Re: Parsing web data by tag... help?
by Zaxo (Archbishop) on Sep 06, 2005 at 16:32 UTC

    According to the pod, the get_tag method returns an array reference, with the text as the last element of the array. You can get that by saying,

    my $text = $stream->get_tag("ul")->[-1];

    After Compline,
    Zaxo

Re: Parsing web data by tag... help?
by davidrw (Prior) on Sep 06, 2005 at 16:32 UTC
    looking at HTML::TokeParser's pod, looks like just a simple call to the get_trimmed_text() method will get what you want.. be sure to look at the two examples in the docs there -- i think they're both applicable...
Re: Parsing web data by tag... help?
by Ovid (Cardinal) on Sep 06, 2005 at 18:46 UTC

    Write a "peek" function that will print the next $count items in the stream and uses the unget_token method to restore your parser to its original state. Here's my take on it. It should be easy enough to munge this for your needs.
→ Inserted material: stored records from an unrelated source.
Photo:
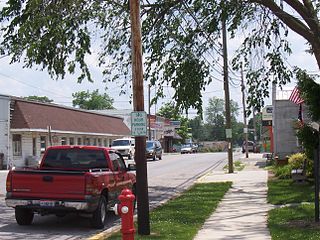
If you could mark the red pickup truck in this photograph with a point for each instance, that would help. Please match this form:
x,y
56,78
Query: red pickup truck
x,y
83,179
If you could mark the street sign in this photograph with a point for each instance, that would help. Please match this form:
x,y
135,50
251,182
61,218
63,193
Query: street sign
x,y
175,123
267,113
139,124
228,133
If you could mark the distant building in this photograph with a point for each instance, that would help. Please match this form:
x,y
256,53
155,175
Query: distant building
x,y
285,118
27,128
161,129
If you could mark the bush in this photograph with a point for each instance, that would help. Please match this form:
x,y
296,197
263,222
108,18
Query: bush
x,y
283,172
296,161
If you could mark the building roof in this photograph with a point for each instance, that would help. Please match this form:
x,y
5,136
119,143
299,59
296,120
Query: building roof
x,y
36,115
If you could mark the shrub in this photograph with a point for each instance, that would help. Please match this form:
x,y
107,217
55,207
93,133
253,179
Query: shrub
x,y
283,172
296,161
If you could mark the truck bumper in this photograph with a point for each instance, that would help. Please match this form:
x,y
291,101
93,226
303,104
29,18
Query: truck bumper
x,y
87,206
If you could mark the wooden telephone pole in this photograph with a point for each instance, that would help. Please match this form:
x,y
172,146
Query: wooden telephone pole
x,y
227,97
138,105
244,114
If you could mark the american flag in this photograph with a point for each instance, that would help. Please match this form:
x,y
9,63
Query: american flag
x,y
295,96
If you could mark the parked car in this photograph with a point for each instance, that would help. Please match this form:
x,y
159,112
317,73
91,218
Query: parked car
x,y
189,148
81,179
125,146
251,147
153,150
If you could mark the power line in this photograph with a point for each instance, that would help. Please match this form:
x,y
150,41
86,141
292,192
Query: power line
x,y
32,86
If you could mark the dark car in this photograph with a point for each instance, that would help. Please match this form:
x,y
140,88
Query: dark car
x,y
251,147
153,150
189,148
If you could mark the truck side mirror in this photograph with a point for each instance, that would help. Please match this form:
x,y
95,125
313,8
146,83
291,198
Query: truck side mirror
x,y
131,167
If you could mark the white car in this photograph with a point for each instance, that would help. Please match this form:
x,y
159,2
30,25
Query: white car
x,y
125,146
189,148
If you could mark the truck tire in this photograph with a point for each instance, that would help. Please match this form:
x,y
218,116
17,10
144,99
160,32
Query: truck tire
x,y
24,216
134,191
100,214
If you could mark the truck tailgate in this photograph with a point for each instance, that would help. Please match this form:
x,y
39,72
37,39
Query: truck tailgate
x,y
48,184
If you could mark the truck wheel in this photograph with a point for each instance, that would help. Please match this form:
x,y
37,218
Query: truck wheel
x,y
99,215
24,216
134,191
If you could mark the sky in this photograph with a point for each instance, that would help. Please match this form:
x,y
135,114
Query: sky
x,y
18,81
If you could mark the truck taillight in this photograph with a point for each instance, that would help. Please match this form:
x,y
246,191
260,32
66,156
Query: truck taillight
x,y
9,182
89,185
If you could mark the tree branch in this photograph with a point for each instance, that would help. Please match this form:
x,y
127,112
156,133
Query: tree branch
x,y
292,22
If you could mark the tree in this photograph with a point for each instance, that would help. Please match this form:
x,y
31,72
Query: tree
x,y
43,99
216,120
92,101
178,35
170,111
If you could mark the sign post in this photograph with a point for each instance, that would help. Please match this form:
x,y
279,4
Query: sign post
x,y
139,123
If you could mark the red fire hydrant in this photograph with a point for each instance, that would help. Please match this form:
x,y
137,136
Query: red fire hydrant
x,y
125,210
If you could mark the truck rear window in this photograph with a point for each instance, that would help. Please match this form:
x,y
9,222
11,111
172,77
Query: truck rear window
x,y
74,159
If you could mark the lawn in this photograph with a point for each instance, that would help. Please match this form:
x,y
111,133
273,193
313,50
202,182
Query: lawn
x,y
293,223
297,221
283,191
182,217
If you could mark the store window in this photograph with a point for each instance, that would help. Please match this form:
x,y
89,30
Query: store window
x,y
87,141
34,146
43,143
63,141
16,144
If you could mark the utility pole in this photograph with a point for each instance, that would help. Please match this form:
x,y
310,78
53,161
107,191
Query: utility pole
x,y
244,114
227,96
138,105
149,106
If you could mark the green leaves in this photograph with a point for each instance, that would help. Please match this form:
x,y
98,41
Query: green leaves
x,y
92,101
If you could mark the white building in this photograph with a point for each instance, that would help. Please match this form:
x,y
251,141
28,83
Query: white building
x,y
27,128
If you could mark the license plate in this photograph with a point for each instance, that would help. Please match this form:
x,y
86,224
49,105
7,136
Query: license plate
x,y
44,203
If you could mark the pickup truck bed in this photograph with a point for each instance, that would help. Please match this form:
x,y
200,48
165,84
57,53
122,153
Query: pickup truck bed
x,y
57,188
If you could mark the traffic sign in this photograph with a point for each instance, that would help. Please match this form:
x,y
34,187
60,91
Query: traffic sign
x,y
139,123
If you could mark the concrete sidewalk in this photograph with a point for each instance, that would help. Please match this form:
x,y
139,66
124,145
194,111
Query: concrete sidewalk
x,y
242,213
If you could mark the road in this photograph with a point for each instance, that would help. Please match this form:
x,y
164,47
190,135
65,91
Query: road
x,y
166,177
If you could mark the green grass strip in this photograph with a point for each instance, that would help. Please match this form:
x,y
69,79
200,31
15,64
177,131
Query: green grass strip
x,y
283,191
182,217
293,223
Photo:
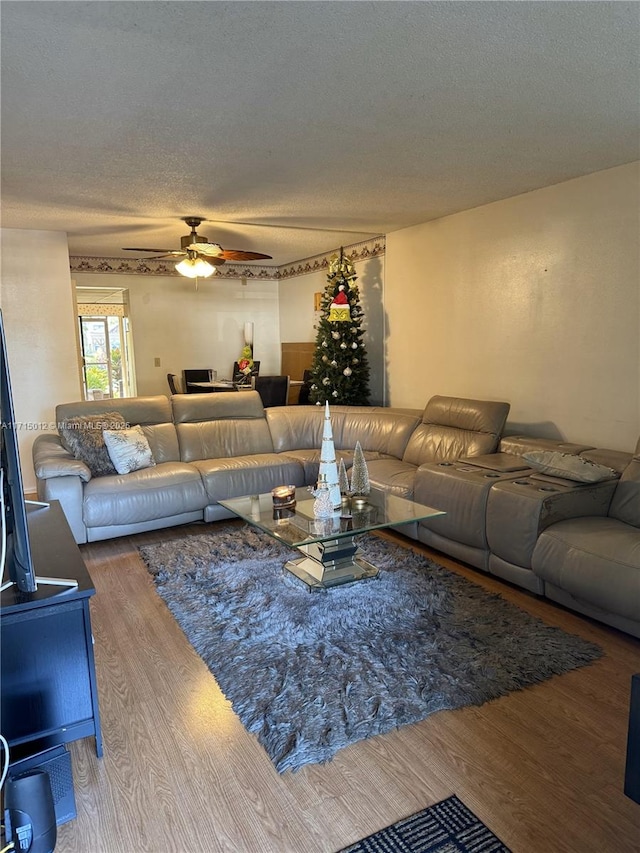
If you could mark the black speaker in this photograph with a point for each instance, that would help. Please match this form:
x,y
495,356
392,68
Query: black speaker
x,y
57,763
29,815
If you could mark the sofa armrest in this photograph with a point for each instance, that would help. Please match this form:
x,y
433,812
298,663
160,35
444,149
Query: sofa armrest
x,y
50,459
519,510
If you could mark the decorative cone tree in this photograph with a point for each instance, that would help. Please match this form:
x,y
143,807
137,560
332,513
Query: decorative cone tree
x,y
340,368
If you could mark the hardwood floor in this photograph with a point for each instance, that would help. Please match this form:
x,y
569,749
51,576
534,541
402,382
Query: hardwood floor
x,y
543,767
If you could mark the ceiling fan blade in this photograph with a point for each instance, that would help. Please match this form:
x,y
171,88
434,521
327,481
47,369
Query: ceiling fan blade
x,y
160,251
237,255
215,261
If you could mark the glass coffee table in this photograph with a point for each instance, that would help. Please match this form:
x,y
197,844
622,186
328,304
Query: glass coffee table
x,y
328,546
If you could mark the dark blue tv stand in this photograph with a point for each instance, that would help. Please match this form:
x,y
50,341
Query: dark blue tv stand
x,y
47,669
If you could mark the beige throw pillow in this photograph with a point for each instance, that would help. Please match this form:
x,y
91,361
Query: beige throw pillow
x,y
569,467
82,436
128,449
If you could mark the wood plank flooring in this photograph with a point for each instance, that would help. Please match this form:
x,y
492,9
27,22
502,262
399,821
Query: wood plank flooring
x,y
543,767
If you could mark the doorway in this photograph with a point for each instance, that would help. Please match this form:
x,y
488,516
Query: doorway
x,y
106,344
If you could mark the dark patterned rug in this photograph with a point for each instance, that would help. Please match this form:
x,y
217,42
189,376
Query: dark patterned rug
x,y
310,673
446,827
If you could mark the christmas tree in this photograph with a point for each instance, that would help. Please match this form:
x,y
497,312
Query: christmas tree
x,y
340,368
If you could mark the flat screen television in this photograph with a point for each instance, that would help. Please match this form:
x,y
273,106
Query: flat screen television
x,y
15,553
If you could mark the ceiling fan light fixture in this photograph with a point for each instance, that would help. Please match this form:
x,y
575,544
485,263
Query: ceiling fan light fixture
x,y
195,268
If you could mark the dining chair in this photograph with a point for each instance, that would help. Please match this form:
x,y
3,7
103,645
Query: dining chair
x,y
172,379
189,376
273,390
245,378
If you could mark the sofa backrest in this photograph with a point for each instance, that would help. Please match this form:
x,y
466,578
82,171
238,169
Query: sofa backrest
x,y
153,414
215,426
379,429
625,504
453,427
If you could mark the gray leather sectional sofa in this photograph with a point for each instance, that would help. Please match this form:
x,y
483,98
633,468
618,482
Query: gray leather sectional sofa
x,y
577,543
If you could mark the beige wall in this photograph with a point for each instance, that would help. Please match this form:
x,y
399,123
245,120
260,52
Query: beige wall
x,y
297,317
534,300
189,328
37,308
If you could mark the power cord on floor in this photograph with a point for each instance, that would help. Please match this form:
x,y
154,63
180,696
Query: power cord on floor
x,y
5,769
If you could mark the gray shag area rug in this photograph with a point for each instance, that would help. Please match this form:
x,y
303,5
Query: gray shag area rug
x,y
309,673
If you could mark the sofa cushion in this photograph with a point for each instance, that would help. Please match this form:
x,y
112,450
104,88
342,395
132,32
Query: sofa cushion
x,y
167,489
379,430
393,476
219,426
595,559
453,427
248,475
568,466
82,436
310,460
153,414
625,504
128,449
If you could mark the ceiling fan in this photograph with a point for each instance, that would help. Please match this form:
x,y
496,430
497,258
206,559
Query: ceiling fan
x,y
200,256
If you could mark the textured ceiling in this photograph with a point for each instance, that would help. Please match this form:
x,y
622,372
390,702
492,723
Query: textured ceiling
x,y
298,126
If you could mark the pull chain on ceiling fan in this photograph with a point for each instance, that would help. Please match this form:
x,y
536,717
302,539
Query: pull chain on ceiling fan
x,y
201,256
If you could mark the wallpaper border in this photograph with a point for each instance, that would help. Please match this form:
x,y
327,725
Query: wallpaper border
x,y
125,266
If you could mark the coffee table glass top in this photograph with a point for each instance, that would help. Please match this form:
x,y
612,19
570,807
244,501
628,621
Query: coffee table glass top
x,y
297,526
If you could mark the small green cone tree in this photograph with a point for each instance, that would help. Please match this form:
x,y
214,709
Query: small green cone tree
x,y
340,367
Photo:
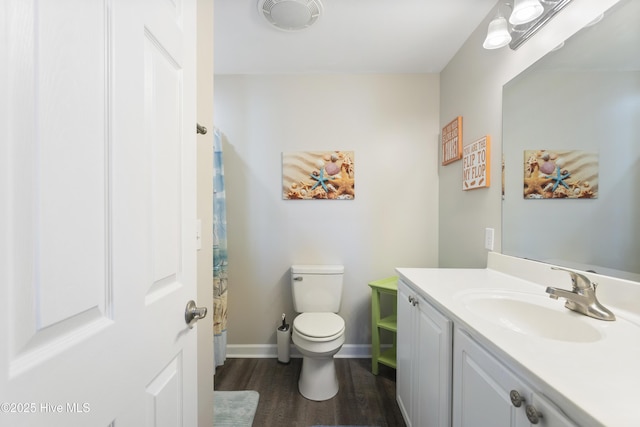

    #!/usr/bin/perl use strict; use warnings; use HTML::TokeParser::Simple 3.13; my $url = 'http://www.perlmonks.com/'; my $parser = HTML::TokeParser::Simple->new( url => $url ); $parser->get_tag("ul"); print peek($parser); sub peek { my $parser = shift; my $count = shift || 5; my $items = 0; my $html = ''; my @tokens; while ( ( my $token = $parser->get_token ) && $items++ < $count ) +{ $html .= $token->as_is; push @tokens, $token; } $parser->unget_token(@tokens); return $html; }

    You know what? I like this so much I should probably add it to HTML::TokeParser::Simple.

    Cheers,
    Ovid

    New address of my CGI Course.

      Just wanted to thank everyone for the prompt replies. Even though I've read it in the manual, practical examples and explanations are helping put it all together. For whatever reason, what wasn't working before now seems to when I try it again. Must be some divine power from this place... Anyway, thanks for the patience. I've picked up the llama and camel (the whole bookshelf CD kit at that) and hope to keep the dumb questions to a minimum on my journey to become a Perl monk(ey).